This is off topic from the boot time of a Touch Pad, but, Rockbeast, you are doing it correctly and it IS what the Flight Attendants say.
Originally Posted by Rockbeast
When cell phones became popular, I worked in Safety representing the pilots at a major airline. We asked all the major phone carriers (ATT, Verizon, Sprint, etc), all the aircraft manufacturers (Boeing, Airbus), and all the other airlines what research they had done or were willing to partner in doing.
I am sure it was due to lawyers and finances and potential liability, but we were unable to find a single company willing to join us in future research or that had done any actual previous research or would share what they had done. Yet, ALL phone manufacturers & ALL aircraft makers recommended against allowing ANY use of phones--even on the ground. I have no idea if this came from their safety/tech ops type people, from their lawyers or a combination. BUT, they were unanimous (individually) in their recommendations.
You may remember the old days (some airlines may still have this) when there were phones built into the back of the seats and you paid by the minute. These phones had been tested and had specific shielding to protect instrumentation in the flight deck.
In our individual airline testing, we found some instrument anamolies when we brought & used some Crackberries into the flight deck, but we couldn't get anything consistent/scientific results.

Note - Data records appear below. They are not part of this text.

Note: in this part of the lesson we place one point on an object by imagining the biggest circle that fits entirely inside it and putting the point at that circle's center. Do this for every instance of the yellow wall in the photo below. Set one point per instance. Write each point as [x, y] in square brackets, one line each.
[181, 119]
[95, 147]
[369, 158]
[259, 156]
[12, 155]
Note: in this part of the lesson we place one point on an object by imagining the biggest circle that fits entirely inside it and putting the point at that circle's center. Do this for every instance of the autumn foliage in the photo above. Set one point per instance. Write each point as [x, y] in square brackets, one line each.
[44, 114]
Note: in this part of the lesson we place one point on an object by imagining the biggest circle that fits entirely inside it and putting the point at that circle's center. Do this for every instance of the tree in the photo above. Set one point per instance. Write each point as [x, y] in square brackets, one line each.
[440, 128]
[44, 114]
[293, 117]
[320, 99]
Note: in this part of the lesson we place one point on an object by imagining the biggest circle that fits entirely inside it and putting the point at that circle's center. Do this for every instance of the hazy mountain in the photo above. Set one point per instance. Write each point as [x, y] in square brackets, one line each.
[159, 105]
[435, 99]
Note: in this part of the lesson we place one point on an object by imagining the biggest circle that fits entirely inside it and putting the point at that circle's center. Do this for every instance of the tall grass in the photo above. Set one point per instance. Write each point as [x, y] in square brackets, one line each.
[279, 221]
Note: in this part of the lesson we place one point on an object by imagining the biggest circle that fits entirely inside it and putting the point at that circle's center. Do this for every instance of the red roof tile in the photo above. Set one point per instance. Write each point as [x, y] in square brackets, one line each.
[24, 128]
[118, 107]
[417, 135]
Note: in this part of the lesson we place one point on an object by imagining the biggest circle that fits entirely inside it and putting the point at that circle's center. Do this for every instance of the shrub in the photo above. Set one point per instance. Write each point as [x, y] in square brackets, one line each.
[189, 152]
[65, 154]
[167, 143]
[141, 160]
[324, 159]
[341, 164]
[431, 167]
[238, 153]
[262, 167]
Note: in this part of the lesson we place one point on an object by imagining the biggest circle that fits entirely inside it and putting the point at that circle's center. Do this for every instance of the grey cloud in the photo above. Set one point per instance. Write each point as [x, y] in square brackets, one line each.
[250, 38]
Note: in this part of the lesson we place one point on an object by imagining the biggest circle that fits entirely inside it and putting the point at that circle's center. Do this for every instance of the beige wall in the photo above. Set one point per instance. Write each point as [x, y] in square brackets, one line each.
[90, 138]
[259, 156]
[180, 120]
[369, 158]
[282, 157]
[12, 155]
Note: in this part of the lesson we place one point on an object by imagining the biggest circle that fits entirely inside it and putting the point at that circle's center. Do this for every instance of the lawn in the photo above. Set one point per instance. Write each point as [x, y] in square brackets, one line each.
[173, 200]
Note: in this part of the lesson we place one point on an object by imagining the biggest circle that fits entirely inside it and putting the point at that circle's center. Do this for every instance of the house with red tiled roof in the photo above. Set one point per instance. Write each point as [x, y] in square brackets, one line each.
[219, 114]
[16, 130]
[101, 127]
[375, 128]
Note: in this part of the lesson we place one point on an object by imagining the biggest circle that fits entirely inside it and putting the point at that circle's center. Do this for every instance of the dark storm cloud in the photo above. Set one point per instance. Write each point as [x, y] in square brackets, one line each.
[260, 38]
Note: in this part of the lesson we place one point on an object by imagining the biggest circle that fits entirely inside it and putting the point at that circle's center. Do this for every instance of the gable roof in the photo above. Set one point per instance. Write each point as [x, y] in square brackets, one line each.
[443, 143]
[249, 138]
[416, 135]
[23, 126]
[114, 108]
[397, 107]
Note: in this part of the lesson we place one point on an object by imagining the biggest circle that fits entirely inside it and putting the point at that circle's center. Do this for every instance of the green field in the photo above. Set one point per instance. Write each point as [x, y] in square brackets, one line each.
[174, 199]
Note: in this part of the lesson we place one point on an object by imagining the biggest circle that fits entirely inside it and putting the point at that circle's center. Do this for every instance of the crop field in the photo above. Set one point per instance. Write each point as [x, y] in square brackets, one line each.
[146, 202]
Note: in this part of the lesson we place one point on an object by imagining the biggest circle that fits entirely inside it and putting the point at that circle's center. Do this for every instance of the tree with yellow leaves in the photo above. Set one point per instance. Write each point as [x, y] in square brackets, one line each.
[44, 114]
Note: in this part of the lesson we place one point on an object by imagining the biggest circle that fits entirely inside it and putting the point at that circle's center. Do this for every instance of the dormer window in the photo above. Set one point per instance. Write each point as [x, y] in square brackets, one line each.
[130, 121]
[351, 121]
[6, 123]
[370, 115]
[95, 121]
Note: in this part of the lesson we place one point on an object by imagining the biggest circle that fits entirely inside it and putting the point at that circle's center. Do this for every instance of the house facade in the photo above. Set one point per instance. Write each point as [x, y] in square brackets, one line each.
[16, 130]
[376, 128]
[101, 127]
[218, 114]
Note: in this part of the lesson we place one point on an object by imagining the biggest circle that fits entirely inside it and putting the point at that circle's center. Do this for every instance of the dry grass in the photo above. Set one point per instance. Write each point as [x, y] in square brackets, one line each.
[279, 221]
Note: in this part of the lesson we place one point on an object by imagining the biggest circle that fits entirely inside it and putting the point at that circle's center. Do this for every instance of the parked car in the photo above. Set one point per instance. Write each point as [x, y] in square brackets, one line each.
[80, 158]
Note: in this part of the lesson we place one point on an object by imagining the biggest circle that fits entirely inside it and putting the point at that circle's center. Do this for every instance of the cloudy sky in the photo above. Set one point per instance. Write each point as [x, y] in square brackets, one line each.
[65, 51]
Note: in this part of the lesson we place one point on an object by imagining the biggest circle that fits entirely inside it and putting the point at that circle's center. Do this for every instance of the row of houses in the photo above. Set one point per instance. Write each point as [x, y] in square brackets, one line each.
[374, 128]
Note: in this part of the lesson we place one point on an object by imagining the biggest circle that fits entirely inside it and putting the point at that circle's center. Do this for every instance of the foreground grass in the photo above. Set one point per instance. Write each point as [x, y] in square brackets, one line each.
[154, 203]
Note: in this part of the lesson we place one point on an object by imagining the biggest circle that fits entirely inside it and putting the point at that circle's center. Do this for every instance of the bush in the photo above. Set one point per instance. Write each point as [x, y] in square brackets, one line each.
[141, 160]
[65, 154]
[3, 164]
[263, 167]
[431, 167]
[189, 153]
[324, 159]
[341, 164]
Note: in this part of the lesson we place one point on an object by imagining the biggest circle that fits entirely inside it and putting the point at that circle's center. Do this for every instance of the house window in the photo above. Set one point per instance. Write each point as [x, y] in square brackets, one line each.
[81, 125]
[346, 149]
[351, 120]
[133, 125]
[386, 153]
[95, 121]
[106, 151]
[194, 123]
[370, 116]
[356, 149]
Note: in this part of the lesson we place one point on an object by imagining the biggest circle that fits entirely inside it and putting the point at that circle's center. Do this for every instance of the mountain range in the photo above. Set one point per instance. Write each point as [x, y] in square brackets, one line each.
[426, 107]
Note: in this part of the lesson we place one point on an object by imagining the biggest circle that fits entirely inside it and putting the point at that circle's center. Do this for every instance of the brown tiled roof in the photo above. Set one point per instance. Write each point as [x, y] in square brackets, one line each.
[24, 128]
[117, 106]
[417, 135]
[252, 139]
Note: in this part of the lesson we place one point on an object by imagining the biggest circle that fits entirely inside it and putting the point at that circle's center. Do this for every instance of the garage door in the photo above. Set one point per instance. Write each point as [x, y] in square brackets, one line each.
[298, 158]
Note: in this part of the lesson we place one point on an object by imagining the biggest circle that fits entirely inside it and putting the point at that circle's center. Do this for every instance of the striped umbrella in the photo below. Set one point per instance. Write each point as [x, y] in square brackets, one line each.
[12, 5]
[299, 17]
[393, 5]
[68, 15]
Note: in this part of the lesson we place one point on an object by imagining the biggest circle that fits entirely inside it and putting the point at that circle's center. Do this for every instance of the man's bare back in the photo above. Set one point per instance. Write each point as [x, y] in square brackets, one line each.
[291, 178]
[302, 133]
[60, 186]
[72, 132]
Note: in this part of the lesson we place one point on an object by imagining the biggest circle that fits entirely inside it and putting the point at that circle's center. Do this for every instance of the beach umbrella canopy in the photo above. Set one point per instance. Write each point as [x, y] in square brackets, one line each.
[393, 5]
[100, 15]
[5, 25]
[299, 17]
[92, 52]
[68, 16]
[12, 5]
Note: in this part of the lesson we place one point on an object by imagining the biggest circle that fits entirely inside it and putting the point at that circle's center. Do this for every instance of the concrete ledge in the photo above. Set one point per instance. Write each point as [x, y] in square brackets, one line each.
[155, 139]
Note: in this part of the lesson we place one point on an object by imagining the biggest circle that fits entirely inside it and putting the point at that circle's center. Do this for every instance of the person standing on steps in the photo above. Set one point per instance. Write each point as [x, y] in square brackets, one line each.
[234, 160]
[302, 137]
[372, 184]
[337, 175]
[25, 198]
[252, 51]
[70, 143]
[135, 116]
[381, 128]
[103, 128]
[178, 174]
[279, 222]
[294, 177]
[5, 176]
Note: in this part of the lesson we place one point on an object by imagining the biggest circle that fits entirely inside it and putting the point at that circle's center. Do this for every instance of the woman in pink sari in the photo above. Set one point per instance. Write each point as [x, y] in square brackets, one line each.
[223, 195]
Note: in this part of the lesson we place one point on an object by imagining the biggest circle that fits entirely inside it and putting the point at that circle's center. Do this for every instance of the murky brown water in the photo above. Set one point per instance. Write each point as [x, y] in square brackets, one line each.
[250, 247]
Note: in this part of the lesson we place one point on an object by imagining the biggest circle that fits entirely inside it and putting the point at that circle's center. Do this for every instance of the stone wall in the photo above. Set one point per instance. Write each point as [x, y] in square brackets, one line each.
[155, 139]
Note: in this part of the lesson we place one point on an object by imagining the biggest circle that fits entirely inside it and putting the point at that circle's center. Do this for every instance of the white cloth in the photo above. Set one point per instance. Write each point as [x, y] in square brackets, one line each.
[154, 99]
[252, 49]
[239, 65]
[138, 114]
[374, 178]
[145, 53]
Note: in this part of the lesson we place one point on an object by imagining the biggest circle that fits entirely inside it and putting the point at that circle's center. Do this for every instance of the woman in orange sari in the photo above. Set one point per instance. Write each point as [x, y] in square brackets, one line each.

As a result and due to the competition, a compromise was reached--use would be limited to above 10,000 feet, a supposedly less critical time. From the flight deck, we signal the flight attendants, and they make the announcement, "We are now at a safe altitude..." For our planes that have wi-fi, we have it set to automatically turn on and off at 10,000 ft. Some airlines have different indications (lights activated by the flight deck that say electronic devices may or may not be used), others have new shielding, etc. (typically foreign airlines at this time) that allow for more extensive use of phones.
As for Martin being worried about flying into someone else's jetwash, that isn't as major a worry to me as we usually have the expert Air Traffic Controllers maintaining appropriate separation between us aircraft, BUT, in major airlines, we also fly Category IIIb approaches in the fog. The ceiling (cloud base) can be ZERO feet and the forward visibility can be as low as 150 ft, though I don't think I have accomplished one w/less than 300 ft. This approach requires the plane, the airport and the crew to all have special training/qualifications and currency. It would be nice if the phones were off, as asked by the Flight Attendants as well.
Instrument landing system - Wikipedia, the free encyclopedia
I am not naive. Even w/the best of intentions, we have all left our phones on and the odds of causing any interference to a flight is minimal. I do, however, appreciate Rockbeast's respect for authority & wonder about all in this thread who seem to think they are smarter than the phone and airline manufacturers as well as the FAA and individual airlines.
You may be smarter, but hopefully, I have shed some light in to the history of airline mobile phone policy & why it may be important. Sorry if turning your phone off causes you a couple minutes of inconvenience while we taxi to the gate. What was life like before cell phones???